Four tips to manage your risk if you're trading CFDs
Over the last few years, CFDs have become increasingly popular in South Africa. In fact, “it's thought that in the near future, they'll kick single stock futures off the top spot and become the most popular trading product in South Africa,” says the Ultimate Contracts for Difference Guide. But, if you're taking advantage of what CFDs have to offer, it's crucial you manage the downside risks also. Read on to discover how to manage them…
Many traders overlook the importance of “employing money management and sound psychology when trading CFDs, but they are of the upmost importance,” says the Ultimate Contracts for Difference Guide.

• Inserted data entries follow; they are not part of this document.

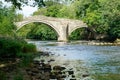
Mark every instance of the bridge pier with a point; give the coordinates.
(63, 27)
(63, 36)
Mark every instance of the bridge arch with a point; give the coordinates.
(43, 22)
(63, 27)
(75, 28)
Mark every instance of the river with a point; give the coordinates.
(88, 61)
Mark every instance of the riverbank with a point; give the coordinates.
(98, 43)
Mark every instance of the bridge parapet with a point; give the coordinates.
(63, 27)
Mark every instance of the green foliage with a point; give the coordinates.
(53, 10)
(100, 15)
(78, 34)
(2, 75)
(6, 21)
(18, 77)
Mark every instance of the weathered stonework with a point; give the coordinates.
(63, 27)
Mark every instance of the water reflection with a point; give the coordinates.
(94, 59)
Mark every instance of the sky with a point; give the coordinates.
(26, 10)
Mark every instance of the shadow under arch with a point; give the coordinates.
(42, 22)
(78, 33)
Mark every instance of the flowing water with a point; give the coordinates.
(88, 61)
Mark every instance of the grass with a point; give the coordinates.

Manage your CFD trading risk using these three tips
The psychy of a trader. The major emotions that impact your trading decisions are fear and greed. As a CFD trader, you have to master your emotional responses and add in patience and discipline to trade successfully. You also have to “appreciate, you cannot control the market, you can only hope to go with the flow,” advises the Ultimate Contracts for Difference Guide.
Don’t let greed get the better of you. When you have a winning CFD position, greed might swing your selling decision and encourage you to hold the position far longer than you should. Another risky move is adding to your winning position. Both these scenarios can result in disaster. If you add to your position size, you’re continually increasing the average price. If the market suddenly moves against your position, you could close out your position with a much smaller profit than you should. There’s also the chance your winning position will become a losing one.
The position size – crucial to your money management. Before you embark on trading CFDs, you need to set yourself rules about how you’ll work with your money. You need to decide how much of your total funds you want to trade CFDs with, how much you’ll commit to each trade and how much you’re prepared to lose. So, “when you start out trading, start small. Don’t over commit to a particular position. Don’t be tempted to commit 100% of your trading capital to a single CFD margin. Don’t set stop losses and then not act on them,” says the Ultimate Contracts for Difference Guide.
Knowing how to manage your risks will enable you to trade CFDs with success.